Isaac als Hofkomponist Maximilians I.
In der Funktion des Hofkomponisten bildete Isaac einen zentralen Baustein in der umfangreichen Neustrukturierung der kaiserlichen Hofkapelle. Es oblag ihm, die kaiserlichen Gottesdienste aufwendig mit mehrstimmigen Kompositionen auszustatten und den kaiserlichen Repräsentationsanspruch klanglich nach außen zu tragen. Daneben hatte er für die Musik von außerordentlichen Gelegenheiten zu sorgen, z. B. während des Reichstags in Konstanz 1507 mit der Komposition der sechsstimmigen Staatsmotette Virgo prudentissima (» Hörbsp. ♫ Virgo prudentissima) und der gleichnamigen Messe. Isaac war – wie andere Musiker der Zeit – vermutlich auch als Diplomat für den Kaiser tätig. So traf er in Konstanz beispielsweise Niccolo Macchiavelli. Er wurde 1515 nicht zuletzt mit dem Argument von seinen Pflichten im Gefolge des Kaisers entbunden, dass er in Florenz nützlicher sei als am Hof. Isaac starb am 26. März 1517 in Florenz.
Wie bei anderen Komponisten seiner Generation (Josquin des Prez, Pierre de la Rue, Jacob Obrecht) umfasst Isaacs musikalisches Œuvre eine außerordentliche Bandbreite, die von Karnevalsliedern über das weltliche niederländische/italienisch/deutsche Lied, weltliche und geistliche Motetten bis hin zu Messordinarien und – sein Nachleben im 16. Jahrhundert begründenden – mehrstimmigen Propriumsgesängen reicht. Die breite Streuung an handschriftlichen und gedruckten Quellen wie auch die große Stilvielfalt erschweren eine Einschätzung der genaueren Entstehungszeit der einzelnen Werke. Seine Motetten wie seine Messen entstanden während des gesamten Verlaufs seiner kompositorischen Tätigkeit und spiegeln daher niederländische, italienische und deutsche Einflüsse wider.

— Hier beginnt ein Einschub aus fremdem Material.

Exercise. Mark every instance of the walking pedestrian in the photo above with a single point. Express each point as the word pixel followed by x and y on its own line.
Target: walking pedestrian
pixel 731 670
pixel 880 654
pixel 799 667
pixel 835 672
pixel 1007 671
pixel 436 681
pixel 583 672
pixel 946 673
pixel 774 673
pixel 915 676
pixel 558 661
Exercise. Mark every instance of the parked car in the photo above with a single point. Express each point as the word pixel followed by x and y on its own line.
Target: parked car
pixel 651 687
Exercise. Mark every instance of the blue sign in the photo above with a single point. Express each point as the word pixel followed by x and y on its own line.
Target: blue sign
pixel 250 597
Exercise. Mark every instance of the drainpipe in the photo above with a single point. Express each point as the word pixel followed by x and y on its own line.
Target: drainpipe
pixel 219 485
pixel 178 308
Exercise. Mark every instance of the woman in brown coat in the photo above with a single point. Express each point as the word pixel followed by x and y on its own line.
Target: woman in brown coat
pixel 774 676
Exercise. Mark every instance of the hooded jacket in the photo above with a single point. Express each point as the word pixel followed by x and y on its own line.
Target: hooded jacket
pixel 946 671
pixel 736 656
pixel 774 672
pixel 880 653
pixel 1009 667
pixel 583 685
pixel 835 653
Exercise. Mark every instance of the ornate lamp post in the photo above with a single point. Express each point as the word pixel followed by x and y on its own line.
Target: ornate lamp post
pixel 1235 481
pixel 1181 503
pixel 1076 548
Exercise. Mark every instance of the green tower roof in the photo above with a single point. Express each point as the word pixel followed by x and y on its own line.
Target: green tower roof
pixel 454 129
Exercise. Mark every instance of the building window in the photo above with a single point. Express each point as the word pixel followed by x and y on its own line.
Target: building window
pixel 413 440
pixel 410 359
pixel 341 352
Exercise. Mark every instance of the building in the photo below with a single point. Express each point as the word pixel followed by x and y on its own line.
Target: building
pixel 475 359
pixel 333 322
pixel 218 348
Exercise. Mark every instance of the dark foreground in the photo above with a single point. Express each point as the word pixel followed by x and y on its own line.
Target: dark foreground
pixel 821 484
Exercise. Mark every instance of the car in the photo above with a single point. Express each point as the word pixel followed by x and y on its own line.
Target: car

Aufgrund der Quellenlage und einiger Dokumente lässt sich immerhin glaubhaft machen, dass mit dem Wechsel von Italien in das Habsburgerreich neue repertorielle Herausforderungen an Isaac gestellt wurden. Hierunter war maßgeblich das Projekt eines mehrstimmigen Graduale, das unter der Patronage des habsburgischen Hofes entstand. Dieses umfasste einerseits zahlreiche Vertonungen des Messordinariums auf der Basis von Eigenchorälen (cantus firmi der Choralmesse), sowohl in Zyklen als auch Einzelsätzen (Credos), andererseits das monumentale Vorhaben mehrstimmiger Vertonungen des choralen Messpropriums durch das gesamte Kirchenjahr hindurch, das sich nach Isaacs Tod in handschriftlichen Propriensammlungen seines Schülers Ludwig Senfl (» G. Ludwig Senfl) sowie in der dreibändigen gedruckten Edition des » Choralis Constantinus (Konstanzer Choral) von 1550/1555 niedergeschlagen hat (» I. SL Isaac’s Introit; » I. Isaac’s Amazonas).[1] Somit zeigt Isaacs spätere Schaffenszeit eine deutlich intensivere Auseinandersetzung mit choralbasierten Sätzen, gegenüber den Kompositionen vor seiner Zeit am Kaiserhof, die (z. T. in Parodietechnik) vor allem Lieder, Chansons und andere bekannte musikalische Motive der Zeit verarbeiten.
[1] Die Bezeichnung als “Konstanzer Choral” (der korrekte lateinische Titel wäre Choralis Constantiensis gewesen) ist insofern irreführend, als im Wesentlichen nur die Kompositionen im zweiten Band der Ausgabe für die Reichsstadt Konstanz bestimmt waren.